A field-tested diagnostic for OEM engineers, fleet maintenance and procurement teams — how to tell lost pressure from a mounting error, when the spring is actually fine, and what to do about each.
Why is my gas spring not working the way it used to? Most of the time the cause is one of three things: lost gas pressure from a worn seal, a mounting error, or a force that was never matched to the geometry. And in a fair number of cases the spring itself is fine and the installation is the real problem — the point most guides skip, and the one that saves you ordering a replacement you don’t need.

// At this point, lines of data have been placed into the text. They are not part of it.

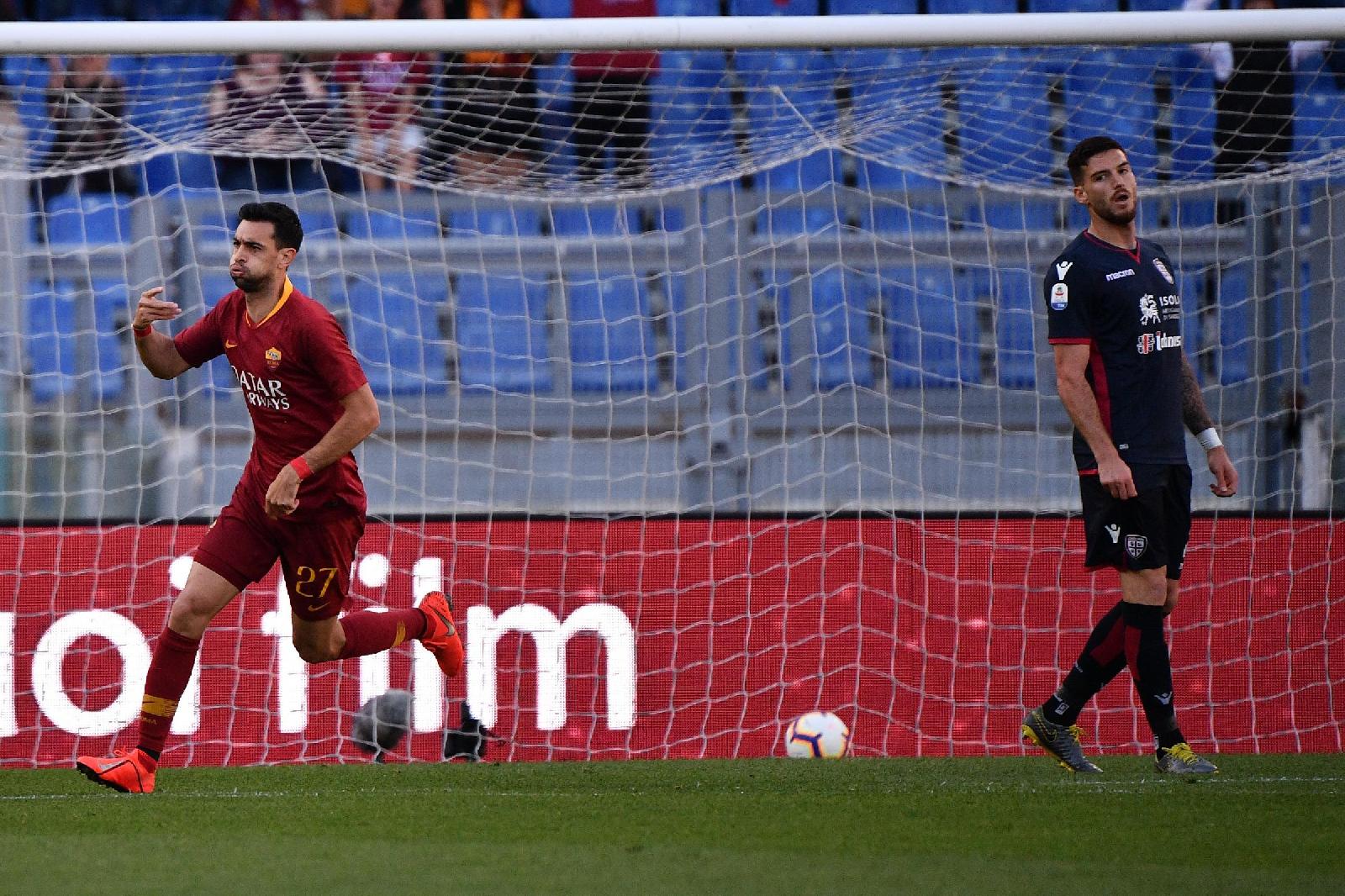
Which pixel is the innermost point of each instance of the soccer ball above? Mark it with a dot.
(817, 735)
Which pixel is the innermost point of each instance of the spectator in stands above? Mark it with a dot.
(385, 94)
(612, 98)
(1254, 127)
(490, 121)
(363, 8)
(266, 105)
(87, 105)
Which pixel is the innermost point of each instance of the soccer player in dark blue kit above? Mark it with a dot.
(1114, 316)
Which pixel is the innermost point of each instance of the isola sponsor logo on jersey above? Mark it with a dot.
(261, 393)
(1150, 342)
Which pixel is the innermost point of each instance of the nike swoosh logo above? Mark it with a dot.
(447, 623)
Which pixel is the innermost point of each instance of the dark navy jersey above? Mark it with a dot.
(1125, 306)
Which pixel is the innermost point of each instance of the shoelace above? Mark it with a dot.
(1184, 752)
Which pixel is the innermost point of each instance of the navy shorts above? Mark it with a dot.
(1147, 532)
(315, 557)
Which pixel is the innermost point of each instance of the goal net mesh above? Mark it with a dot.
(713, 396)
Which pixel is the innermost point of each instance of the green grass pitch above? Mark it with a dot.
(1264, 825)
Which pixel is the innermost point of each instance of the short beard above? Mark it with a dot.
(1120, 219)
(248, 284)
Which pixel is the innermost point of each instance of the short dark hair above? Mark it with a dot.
(289, 233)
(1086, 150)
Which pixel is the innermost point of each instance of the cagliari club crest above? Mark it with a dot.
(1136, 546)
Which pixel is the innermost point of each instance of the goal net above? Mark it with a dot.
(715, 387)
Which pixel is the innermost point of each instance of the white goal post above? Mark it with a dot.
(748, 417)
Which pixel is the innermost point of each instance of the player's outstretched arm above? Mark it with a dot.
(156, 350)
(1200, 424)
(356, 424)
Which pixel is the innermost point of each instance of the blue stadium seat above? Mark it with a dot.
(773, 7)
(1004, 114)
(800, 197)
(790, 94)
(958, 7)
(934, 340)
(693, 113)
(900, 89)
(688, 7)
(394, 333)
(497, 221)
(1232, 342)
(551, 8)
(193, 170)
(873, 7)
(1073, 6)
(1192, 116)
(768, 303)
(595, 219)
(396, 226)
(1237, 333)
(1010, 293)
(89, 219)
(1113, 92)
(29, 76)
(1320, 113)
(167, 93)
(841, 329)
(49, 335)
(611, 338)
(892, 206)
(319, 224)
(112, 315)
(501, 333)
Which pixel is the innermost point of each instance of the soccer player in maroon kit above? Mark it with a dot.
(300, 498)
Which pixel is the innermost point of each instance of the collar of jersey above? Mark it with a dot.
(284, 296)
(1133, 253)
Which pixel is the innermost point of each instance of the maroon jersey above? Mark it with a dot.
(293, 367)
(629, 65)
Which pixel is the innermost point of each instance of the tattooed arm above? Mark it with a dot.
(1197, 420)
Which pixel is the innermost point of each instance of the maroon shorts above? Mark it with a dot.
(315, 557)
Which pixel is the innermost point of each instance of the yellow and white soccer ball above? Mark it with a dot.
(817, 735)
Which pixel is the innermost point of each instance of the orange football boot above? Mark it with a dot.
(440, 635)
(131, 771)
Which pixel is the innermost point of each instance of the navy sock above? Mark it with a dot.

The classic scenes: a new strut won’t compress by hand, so you assume it’s faulty; a tailgate that held all summer sags on a cold morning; one of a pair quietly gives up and the lid lifts crooked. None of these necessarily means a dead spring — each has a specific, diagnosable cause. This page walks through them the way our engineers do when a customer sends a batch back, so you can find the real fault fast.

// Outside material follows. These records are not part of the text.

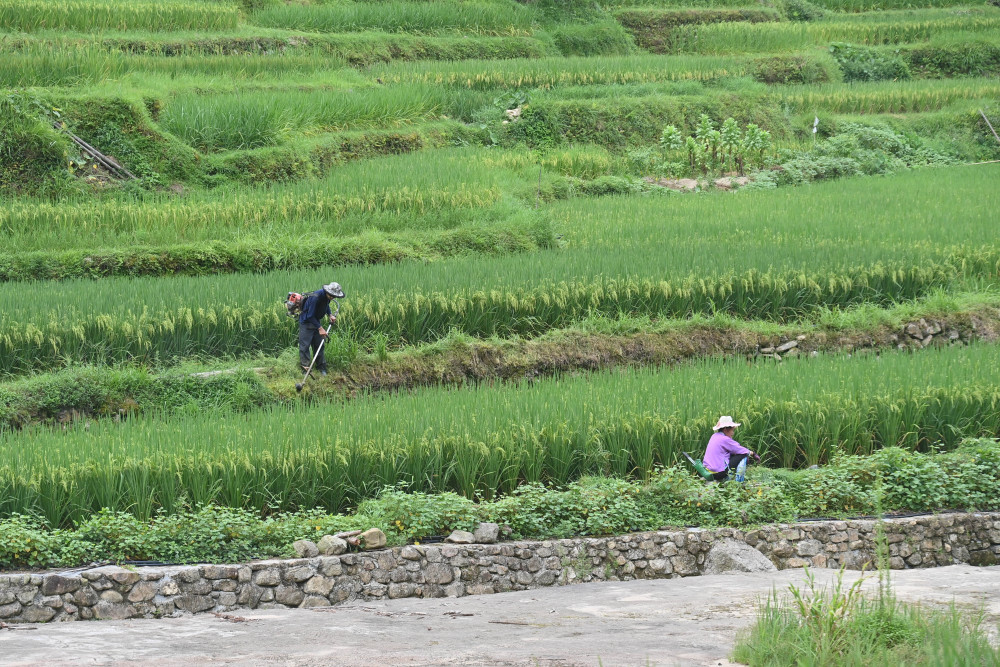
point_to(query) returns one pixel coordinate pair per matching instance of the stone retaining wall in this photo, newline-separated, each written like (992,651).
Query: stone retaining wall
(454,570)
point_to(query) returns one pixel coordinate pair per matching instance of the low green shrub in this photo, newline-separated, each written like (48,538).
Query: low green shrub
(891,479)
(855,149)
(866,63)
(791,69)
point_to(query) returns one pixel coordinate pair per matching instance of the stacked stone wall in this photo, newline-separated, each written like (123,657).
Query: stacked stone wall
(473,569)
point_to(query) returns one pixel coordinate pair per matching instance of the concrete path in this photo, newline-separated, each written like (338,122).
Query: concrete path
(690,621)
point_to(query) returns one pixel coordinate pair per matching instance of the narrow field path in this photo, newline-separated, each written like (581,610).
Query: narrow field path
(691,621)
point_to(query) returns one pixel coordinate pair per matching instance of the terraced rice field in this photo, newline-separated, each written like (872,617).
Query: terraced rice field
(487,170)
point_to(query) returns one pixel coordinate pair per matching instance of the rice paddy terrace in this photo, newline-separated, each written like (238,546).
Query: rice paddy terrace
(569,233)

First principle: a gas spring rated for 100,000 cycles, opened ten times a day, lasts about 27 years on cycle count alone (100,000 ÷ 10 ÷ 365). Genuine wear-out from cycling is rare. When one “stops working” early, it’s almost always a seal/pressure issue, a temperature effect, or a mounting and force mismatch — not end of life.

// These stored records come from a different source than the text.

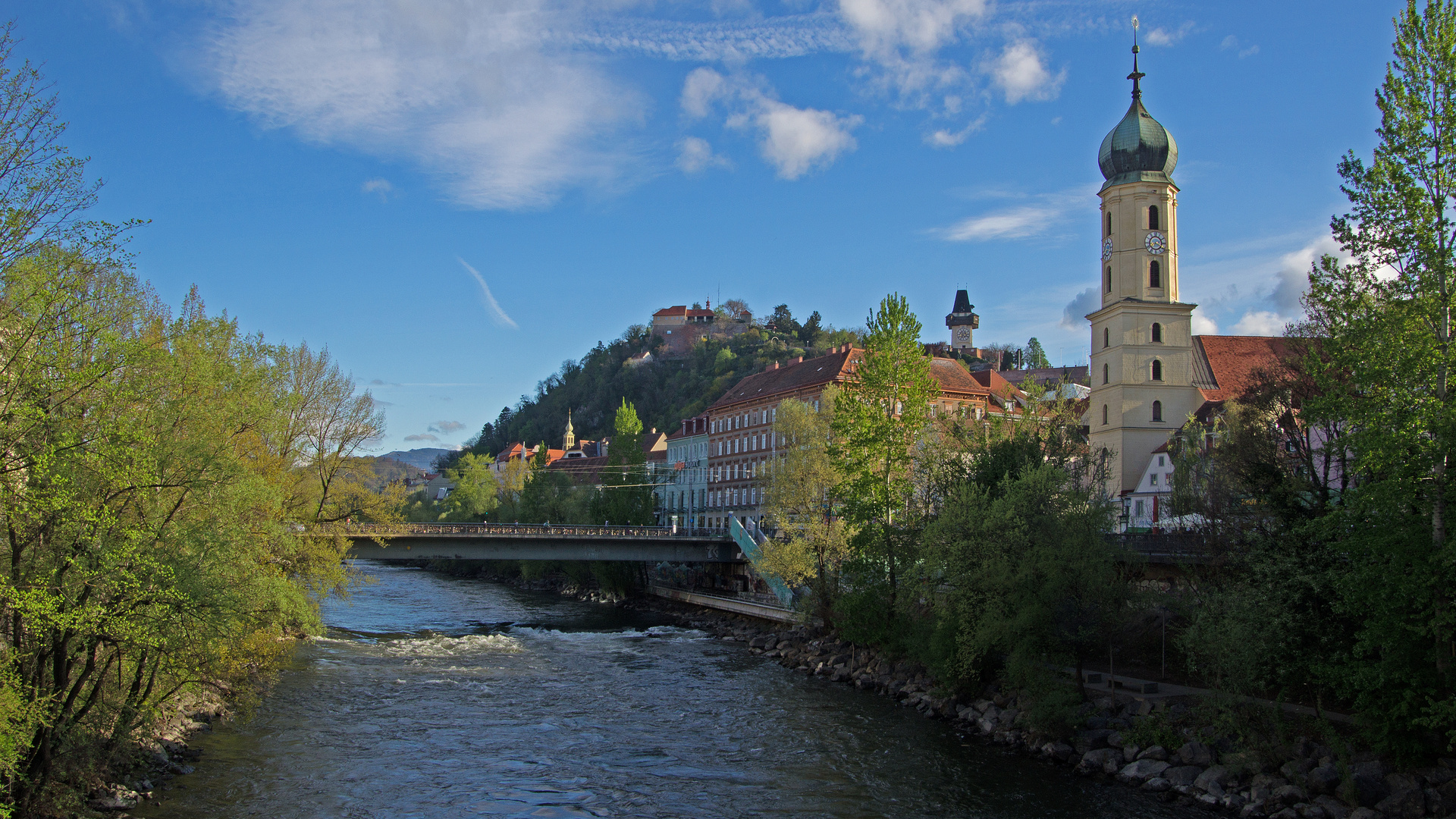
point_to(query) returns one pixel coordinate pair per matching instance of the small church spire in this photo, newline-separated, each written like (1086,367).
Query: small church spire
(1136,74)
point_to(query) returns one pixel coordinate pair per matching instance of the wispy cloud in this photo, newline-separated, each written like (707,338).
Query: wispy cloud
(378,186)
(487,299)
(1037,218)
(794,140)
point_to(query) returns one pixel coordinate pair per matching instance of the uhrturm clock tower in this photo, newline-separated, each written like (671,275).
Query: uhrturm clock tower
(1142,335)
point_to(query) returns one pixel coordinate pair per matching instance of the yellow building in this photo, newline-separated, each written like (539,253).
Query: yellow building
(1142,363)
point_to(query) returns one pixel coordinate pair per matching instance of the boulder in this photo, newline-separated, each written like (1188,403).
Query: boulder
(1141,771)
(1369,783)
(1100,760)
(1216,776)
(1408,803)
(1196,754)
(1332,806)
(1324,779)
(1289,795)
(1153,752)
(1183,776)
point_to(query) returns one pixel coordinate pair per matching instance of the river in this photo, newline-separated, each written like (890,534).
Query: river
(436,697)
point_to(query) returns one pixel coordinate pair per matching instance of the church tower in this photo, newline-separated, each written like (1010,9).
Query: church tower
(1142,335)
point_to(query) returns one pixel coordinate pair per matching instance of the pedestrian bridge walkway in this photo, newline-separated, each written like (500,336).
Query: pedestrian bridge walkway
(520,541)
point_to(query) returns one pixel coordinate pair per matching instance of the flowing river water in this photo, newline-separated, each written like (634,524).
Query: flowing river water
(436,697)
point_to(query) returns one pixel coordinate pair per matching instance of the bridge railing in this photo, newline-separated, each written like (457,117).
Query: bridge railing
(510,529)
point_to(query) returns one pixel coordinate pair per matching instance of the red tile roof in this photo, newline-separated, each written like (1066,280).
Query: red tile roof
(1229,366)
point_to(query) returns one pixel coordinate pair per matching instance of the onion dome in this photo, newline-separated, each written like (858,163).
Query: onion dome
(1139,149)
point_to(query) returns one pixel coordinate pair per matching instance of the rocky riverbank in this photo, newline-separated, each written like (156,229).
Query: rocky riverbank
(1301,780)
(1196,765)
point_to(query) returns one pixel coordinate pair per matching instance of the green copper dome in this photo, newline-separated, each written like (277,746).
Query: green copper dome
(1139,149)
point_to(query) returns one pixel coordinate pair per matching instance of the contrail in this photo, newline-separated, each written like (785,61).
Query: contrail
(487,299)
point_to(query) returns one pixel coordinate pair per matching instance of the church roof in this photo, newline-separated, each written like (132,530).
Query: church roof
(1228,366)
(1139,149)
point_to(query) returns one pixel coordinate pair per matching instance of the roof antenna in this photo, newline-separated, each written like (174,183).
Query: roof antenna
(1136,74)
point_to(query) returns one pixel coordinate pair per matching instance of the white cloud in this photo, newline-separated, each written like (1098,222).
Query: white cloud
(378,186)
(472,93)
(695,156)
(1012,223)
(1075,315)
(488,300)
(1232,44)
(1017,222)
(799,139)
(1203,325)
(1021,74)
(794,140)
(1260,322)
(1165,37)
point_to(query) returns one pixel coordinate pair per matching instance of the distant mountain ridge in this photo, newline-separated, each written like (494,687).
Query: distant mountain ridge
(419,458)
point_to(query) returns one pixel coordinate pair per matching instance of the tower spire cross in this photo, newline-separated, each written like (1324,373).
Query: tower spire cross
(1136,74)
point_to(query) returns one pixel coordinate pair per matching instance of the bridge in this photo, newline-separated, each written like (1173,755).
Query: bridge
(520,541)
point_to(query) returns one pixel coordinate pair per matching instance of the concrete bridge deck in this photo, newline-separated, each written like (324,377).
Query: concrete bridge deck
(520,541)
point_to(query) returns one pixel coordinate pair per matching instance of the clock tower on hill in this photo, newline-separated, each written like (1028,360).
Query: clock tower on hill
(1142,335)
(962,322)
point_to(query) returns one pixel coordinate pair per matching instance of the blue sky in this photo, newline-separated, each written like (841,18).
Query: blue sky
(455,197)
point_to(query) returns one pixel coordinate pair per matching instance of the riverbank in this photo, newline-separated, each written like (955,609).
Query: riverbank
(1244,760)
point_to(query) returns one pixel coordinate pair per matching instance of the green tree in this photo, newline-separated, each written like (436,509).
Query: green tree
(877,425)
(1385,368)
(800,502)
(626,487)
(475,493)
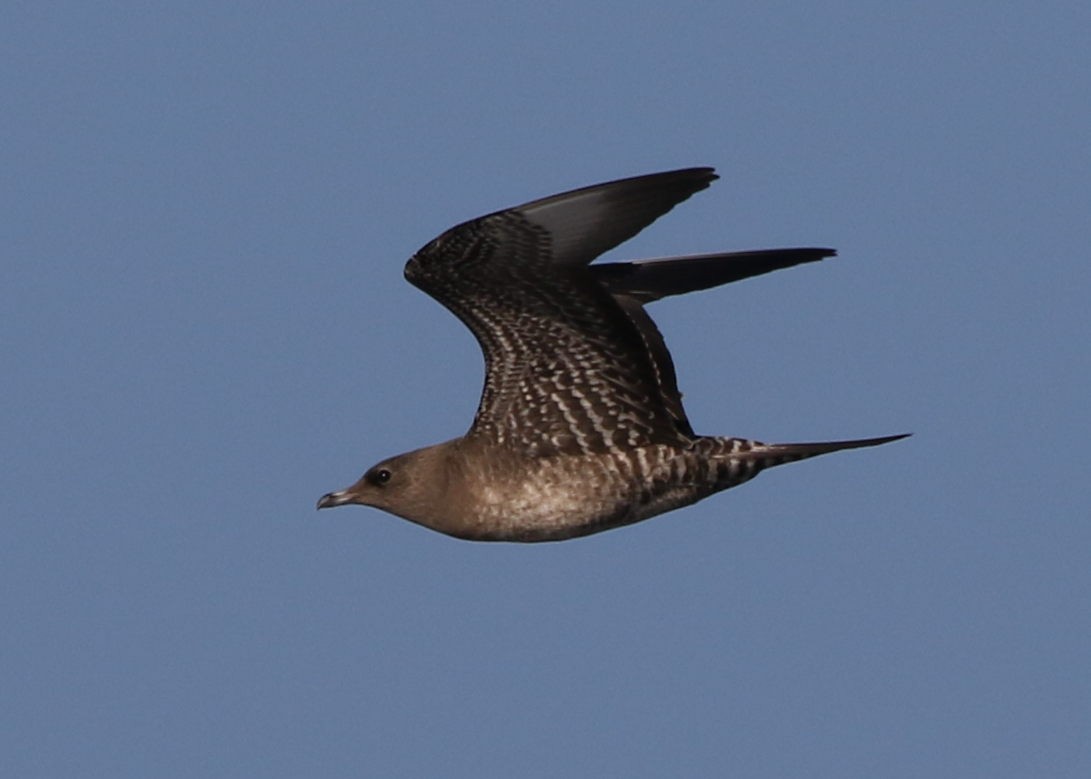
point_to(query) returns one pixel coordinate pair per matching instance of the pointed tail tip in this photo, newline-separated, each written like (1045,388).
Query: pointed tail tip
(790,453)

- 1 Why Is My Gas Spring Not Working? The 60-Second Diagnostic
- 2 Has It Really Lost Pressure — or Is It the Install?
- 3 The Cold-Weather Case: Why a Good Spring Looks Dead in Winter
- 4 “Too Strong,” “Won’t Stay Shut,” “Lid Flies Open” — That’s Geometry
- 5 When It Really Is the End of the Line
- 6 Why Engineers Bring the Diagnosis to Newtone
- 7 Frequently Asked Questions
- 8 Conclusion
- 9 Get a Straight Diagnosis
Why Is My Gas Spring Not Working? The 60-Second Diagnostic
Start by matching your symptom to its most likely cause, then run the quick check before you decide to replace anything. The right-hand column is deliberately honest about the cases where the spring is fine and the fix is free.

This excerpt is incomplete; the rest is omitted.